G7.1.4 Firearms and Moving Vehicles
Chapter: Chapter 07: Use of Force
Sub-Chapter: 7.1 - Use of Force
Effective Date: 09/23/2016
Revised Date: 06/18/2024
Rescinds: G7.1.4 – 6/21/2022
Purpose
To provide the Indiana University Police Department (IUPD) with guidance surrounding firing a firearm at or from a moving vehicle.
General Order
IUPD officers are prohibited from discharging a firearm at or from a moving vehicle unless deadly force is considered necessary and objectively reasonable given the totality of the circumstances.
Firearms and Moving Vehicles
Discharging a firearm at or from a moving vehicle often presents an unacceptable risk to innocent bystanders and officers. Should the driver be wounded or killed by shots, the vehicle might continue under its own power or momentum, creating another hazard, including proceeding out of control and becoming a serious threat to anyone in the area.
Discharging a weapon accurately from a moving vehicle is extremely difficult and unlikely to successfully stop a threat.

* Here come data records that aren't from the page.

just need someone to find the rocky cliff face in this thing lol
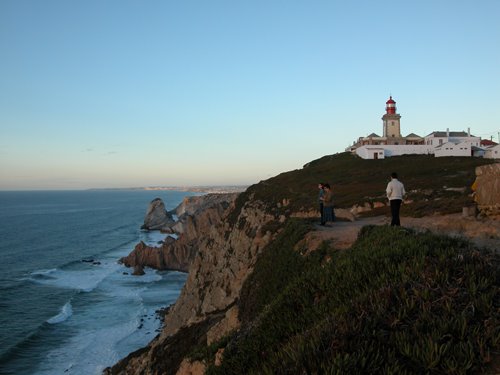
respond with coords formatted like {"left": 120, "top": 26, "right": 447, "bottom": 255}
{"left": 173, "top": 194, "right": 234, "bottom": 217}
{"left": 474, "top": 163, "right": 500, "bottom": 216}
{"left": 141, "top": 198, "right": 175, "bottom": 231}
{"left": 121, "top": 193, "right": 239, "bottom": 273}
{"left": 105, "top": 191, "right": 278, "bottom": 374}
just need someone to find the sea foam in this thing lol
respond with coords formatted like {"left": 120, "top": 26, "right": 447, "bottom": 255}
{"left": 30, "top": 261, "right": 120, "bottom": 293}
{"left": 47, "top": 302, "right": 73, "bottom": 324}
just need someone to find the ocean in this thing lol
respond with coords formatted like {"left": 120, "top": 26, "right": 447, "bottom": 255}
{"left": 0, "top": 190, "right": 195, "bottom": 375}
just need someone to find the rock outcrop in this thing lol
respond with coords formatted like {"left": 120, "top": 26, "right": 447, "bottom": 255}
{"left": 473, "top": 163, "right": 500, "bottom": 216}
{"left": 141, "top": 198, "right": 175, "bottom": 231}
{"left": 106, "top": 191, "right": 278, "bottom": 374}
{"left": 172, "top": 193, "right": 238, "bottom": 234}
{"left": 121, "top": 193, "right": 240, "bottom": 273}
{"left": 120, "top": 237, "right": 194, "bottom": 272}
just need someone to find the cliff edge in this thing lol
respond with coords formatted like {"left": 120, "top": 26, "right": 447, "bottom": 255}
{"left": 105, "top": 154, "right": 499, "bottom": 375}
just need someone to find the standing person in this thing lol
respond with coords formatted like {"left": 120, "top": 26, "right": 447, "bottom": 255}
{"left": 322, "top": 183, "right": 335, "bottom": 225}
{"left": 318, "top": 183, "right": 325, "bottom": 225}
{"left": 386, "top": 172, "right": 405, "bottom": 226}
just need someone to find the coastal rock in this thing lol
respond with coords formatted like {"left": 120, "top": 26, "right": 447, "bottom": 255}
{"left": 141, "top": 198, "right": 175, "bottom": 231}
{"left": 132, "top": 265, "right": 145, "bottom": 276}
{"left": 173, "top": 193, "right": 237, "bottom": 221}
{"left": 120, "top": 237, "right": 192, "bottom": 273}
{"left": 474, "top": 163, "right": 500, "bottom": 216}
{"left": 106, "top": 193, "right": 278, "bottom": 374}
{"left": 159, "top": 197, "right": 275, "bottom": 336}
{"left": 121, "top": 194, "right": 239, "bottom": 273}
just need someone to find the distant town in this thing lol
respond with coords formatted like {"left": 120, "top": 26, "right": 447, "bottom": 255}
{"left": 143, "top": 186, "right": 248, "bottom": 193}
{"left": 90, "top": 186, "right": 248, "bottom": 193}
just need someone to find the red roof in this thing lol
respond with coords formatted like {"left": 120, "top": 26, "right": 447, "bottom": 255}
{"left": 386, "top": 96, "right": 395, "bottom": 104}
{"left": 481, "top": 139, "right": 498, "bottom": 146}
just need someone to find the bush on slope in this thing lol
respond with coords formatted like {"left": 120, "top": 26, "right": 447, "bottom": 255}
{"left": 206, "top": 222, "right": 500, "bottom": 374}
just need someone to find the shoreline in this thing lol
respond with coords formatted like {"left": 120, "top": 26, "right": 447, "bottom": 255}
{"left": 88, "top": 186, "right": 248, "bottom": 194}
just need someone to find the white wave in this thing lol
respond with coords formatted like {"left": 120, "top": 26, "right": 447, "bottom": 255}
{"left": 128, "top": 268, "right": 162, "bottom": 283}
{"left": 18, "top": 268, "right": 58, "bottom": 282}
{"left": 32, "top": 268, "right": 57, "bottom": 275}
{"left": 32, "top": 268, "right": 187, "bottom": 375}
{"left": 30, "top": 263, "right": 119, "bottom": 292}
{"left": 140, "top": 230, "right": 168, "bottom": 246}
{"left": 34, "top": 295, "right": 161, "bottom": 374}
{"left": 30, "top": 268, "right": 58, "bottom": 277}
{"left": 47, "top": 302, "right": 73, "bottom": 324}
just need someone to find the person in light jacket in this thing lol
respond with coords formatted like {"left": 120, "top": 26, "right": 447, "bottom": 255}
{"left": 386, "top": 172, "right": 405, "bottom": 226}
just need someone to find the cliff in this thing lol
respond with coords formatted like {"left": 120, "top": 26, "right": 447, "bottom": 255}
{"left": 107, "top": 190, "right": 279, "bottom": 374}
{"left": 105, "top": 154, "right": 499, "bottom": 375}
{"left": 141, "top": 198, "right": 175, "bottom": 231}
{"left": 121, "top": 193, "right": 239, "bottom": 273}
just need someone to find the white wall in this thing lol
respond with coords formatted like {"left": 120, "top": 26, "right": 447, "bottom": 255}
{"left": 354, "top": 142, "right": 481, "bottom": 159}
{"left": 425, "top": 137, "right": 448, "bottom": 146}
{"left": 485, "top": 145, "right": 500, "bottom": 159}
{"left": 425, "top": 135, "right": 481, "bottom": 147}
{"left": 435, "top": 142, "right": 471, "bottom": 157}
{"left": 355, "top": 147, "right": 385, "bottom": 159}
{"left": 382, "top": 145, "right": 434, "bottom": 157}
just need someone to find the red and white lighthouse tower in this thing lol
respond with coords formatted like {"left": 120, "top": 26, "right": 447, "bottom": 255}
{"left": 382, "top": 96, "right": 402, "bottom": 138}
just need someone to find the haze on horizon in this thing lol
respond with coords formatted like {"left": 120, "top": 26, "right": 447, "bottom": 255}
{"left": 1, "top": 0, "right": 499, "bottom": 190}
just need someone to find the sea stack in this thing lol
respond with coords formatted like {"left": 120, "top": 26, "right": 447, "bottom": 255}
{"left": 141, "top": 198, "right": 175, "bottom": 232}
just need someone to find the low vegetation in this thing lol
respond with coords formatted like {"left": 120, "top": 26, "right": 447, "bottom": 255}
{"left": 231, "top": 153, "right": 494, "bottom": 220}
{"left": 200, "top": 219, "right": 499, "bottom": 374}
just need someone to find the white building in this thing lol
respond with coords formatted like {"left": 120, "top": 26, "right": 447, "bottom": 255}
{"left": 355, "top": 146, "right": 386, "bottom": 160}
{"left": 434, "top": 141, "right": 473, "bottom": 157}
{"left": 348, "top": 97, "right": 484, "bottom": 159}
{"left": 424, "top": 129, "right": 480, "bottom": 148}
{"left": 485, "top": 145, "right": 500, "bottom": 159}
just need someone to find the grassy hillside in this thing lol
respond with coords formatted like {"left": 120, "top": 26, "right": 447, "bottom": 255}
{"left": 195, "top": 219, "right": 500, "bottom": 374}
{"left": 237, "top": 153, "right": 494, "bottom": 218}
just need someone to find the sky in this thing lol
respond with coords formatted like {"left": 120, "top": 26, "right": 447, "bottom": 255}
{"left": 1, "top": 0, "right": 499, "bottom": 190}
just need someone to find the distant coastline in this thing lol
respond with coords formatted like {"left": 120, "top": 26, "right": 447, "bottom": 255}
{"left": 88, "top": 185, "right": 248, "bottom": 194}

Officers will not discharge a firearm at a moving vehicle except under the following circumstances:
- a person in the vehicle is imminently threatening the officer or another person with deadly force by means other than the vehicle (7.1.4 a); or
- the vehicle is operated in a manner deliberately intended to strike an officer or another person, and all other reasonable means of defense have been exhausted, including moving out of the path of the vehicle (7.1.4 b).
Officers will not place themselves in front of a moving vehicle to justify the use of deadly force. The officer’s first option should be to move safely out of the path of the moving vehicle. A moving vehicle alone will not presumptively constitute a threat that justifies an officer’s use of deadly force.
Officers must weigh the need to use deadly force in these situations against the potential harm to bystanders that may result from the use of force.